ぼくらのストロベリーフィールズ



「久しぶりだねー。ごめんね、こんなことになっちゃって」



「いえ。鍵持ったままですみませんでした」



「ううん。部屋ほったらかしにしてたのはこっちだし。やっと安定期入ったから片付けようと思って」



その言葉に、ぐっと拳を握りしめてしまう私。


尚紀くんにぽんと優しく肩を叩かれた。



久しぶりに会った一吾くんのお母さんは、


見た目の美しさはそのままに、お腹だけが少しぽっこりしていた。



「あの、一吾くんに会いましたか?」



「会ってきたよー。真面目にやってるみたいだし、ぶち込まれることはないと思うよ」



部屋のものはすべて搬出され、窓からの光がダイレクトに入って来る。


3人の影だけがつるつるした床に映し出されていた。



「でも、家にはいったん戻って来させるけど、一緒には暮らせないからね~。どっかに預けるか、どうしようかなーって感じ?」



「何で……何で……!? 母親でしょ?」



室内に物がなくなった分、自分の震えた声が左右の壁に直接ぶつかり、エコーがかかったように聞こえた。

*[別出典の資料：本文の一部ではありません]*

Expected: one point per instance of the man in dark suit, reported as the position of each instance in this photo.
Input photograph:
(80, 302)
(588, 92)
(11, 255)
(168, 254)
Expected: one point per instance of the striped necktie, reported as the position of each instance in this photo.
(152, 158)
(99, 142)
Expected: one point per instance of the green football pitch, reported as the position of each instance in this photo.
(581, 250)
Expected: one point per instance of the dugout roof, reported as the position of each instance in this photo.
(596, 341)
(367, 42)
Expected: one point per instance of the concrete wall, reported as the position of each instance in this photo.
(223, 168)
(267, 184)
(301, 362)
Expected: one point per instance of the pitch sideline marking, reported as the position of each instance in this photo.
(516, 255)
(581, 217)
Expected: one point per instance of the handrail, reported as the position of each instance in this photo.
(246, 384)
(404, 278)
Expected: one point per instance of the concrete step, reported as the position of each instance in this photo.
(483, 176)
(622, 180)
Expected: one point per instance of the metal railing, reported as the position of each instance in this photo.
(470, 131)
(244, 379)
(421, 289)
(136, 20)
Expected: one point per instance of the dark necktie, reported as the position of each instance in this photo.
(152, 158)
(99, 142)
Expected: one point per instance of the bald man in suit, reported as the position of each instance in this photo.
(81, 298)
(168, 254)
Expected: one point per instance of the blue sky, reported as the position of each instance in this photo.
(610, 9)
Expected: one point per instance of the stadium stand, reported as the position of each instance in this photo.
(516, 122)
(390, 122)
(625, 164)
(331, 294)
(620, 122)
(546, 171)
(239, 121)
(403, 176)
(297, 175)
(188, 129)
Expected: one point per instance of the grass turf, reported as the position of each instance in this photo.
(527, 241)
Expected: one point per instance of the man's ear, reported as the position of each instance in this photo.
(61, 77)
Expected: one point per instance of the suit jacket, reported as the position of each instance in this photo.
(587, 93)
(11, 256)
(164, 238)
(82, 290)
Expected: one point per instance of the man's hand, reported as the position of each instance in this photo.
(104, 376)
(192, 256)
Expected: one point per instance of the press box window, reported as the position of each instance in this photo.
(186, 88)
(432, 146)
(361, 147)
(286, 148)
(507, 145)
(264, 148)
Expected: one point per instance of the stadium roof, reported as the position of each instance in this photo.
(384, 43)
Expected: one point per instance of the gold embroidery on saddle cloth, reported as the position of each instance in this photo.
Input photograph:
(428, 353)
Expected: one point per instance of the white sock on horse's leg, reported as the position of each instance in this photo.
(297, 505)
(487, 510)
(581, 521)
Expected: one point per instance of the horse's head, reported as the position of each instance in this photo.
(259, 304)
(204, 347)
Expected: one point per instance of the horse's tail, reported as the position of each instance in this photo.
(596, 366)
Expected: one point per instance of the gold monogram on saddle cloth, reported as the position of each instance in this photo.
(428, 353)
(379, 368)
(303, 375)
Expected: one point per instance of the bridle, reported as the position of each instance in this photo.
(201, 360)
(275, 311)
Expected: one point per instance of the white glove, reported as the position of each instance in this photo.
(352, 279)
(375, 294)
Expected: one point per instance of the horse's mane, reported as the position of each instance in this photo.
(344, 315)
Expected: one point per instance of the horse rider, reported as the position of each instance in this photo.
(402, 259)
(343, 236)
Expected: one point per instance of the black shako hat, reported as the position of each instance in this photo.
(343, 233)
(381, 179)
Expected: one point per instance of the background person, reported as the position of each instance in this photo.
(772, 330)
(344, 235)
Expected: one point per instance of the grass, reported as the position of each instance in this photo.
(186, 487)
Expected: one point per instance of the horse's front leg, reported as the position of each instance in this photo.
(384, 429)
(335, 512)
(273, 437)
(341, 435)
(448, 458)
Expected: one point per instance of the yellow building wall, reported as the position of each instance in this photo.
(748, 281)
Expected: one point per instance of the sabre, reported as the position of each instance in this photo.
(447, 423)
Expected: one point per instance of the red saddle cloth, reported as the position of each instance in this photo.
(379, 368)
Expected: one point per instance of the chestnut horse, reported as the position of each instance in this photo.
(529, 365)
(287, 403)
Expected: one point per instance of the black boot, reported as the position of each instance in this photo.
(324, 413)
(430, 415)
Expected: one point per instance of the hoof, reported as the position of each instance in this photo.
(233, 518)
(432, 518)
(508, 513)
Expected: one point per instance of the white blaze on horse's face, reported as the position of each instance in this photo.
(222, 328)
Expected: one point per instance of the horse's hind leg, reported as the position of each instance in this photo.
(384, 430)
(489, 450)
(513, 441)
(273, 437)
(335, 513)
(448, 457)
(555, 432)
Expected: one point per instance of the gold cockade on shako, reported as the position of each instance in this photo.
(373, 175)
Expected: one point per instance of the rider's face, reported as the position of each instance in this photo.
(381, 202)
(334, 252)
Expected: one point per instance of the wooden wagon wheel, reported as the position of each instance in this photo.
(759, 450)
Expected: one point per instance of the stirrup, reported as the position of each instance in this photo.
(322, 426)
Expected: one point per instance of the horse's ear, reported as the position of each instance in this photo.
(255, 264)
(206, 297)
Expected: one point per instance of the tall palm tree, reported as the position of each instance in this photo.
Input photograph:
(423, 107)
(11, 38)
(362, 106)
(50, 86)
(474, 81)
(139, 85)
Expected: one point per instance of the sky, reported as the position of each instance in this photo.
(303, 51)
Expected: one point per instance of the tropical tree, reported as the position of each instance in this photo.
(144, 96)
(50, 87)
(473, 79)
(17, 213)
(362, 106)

「意味わかんない! 都合のいい時だけ利用してポイして! 一吾くんを何だと思ってんの!?」


「のばらちゃん……落ち着いて」



一歩踏み出したが、強い力で腕をつかまれ制される。


振り返ると、首を振りながらも眼光を鋭くさせた尚紀くんがいた。



彼もきっと頑張って冷静さを保っているんだろう。



「…………」



誰も言葉を発しなくなった。


遠くからのかすかなサイレン音だけが耳に入った。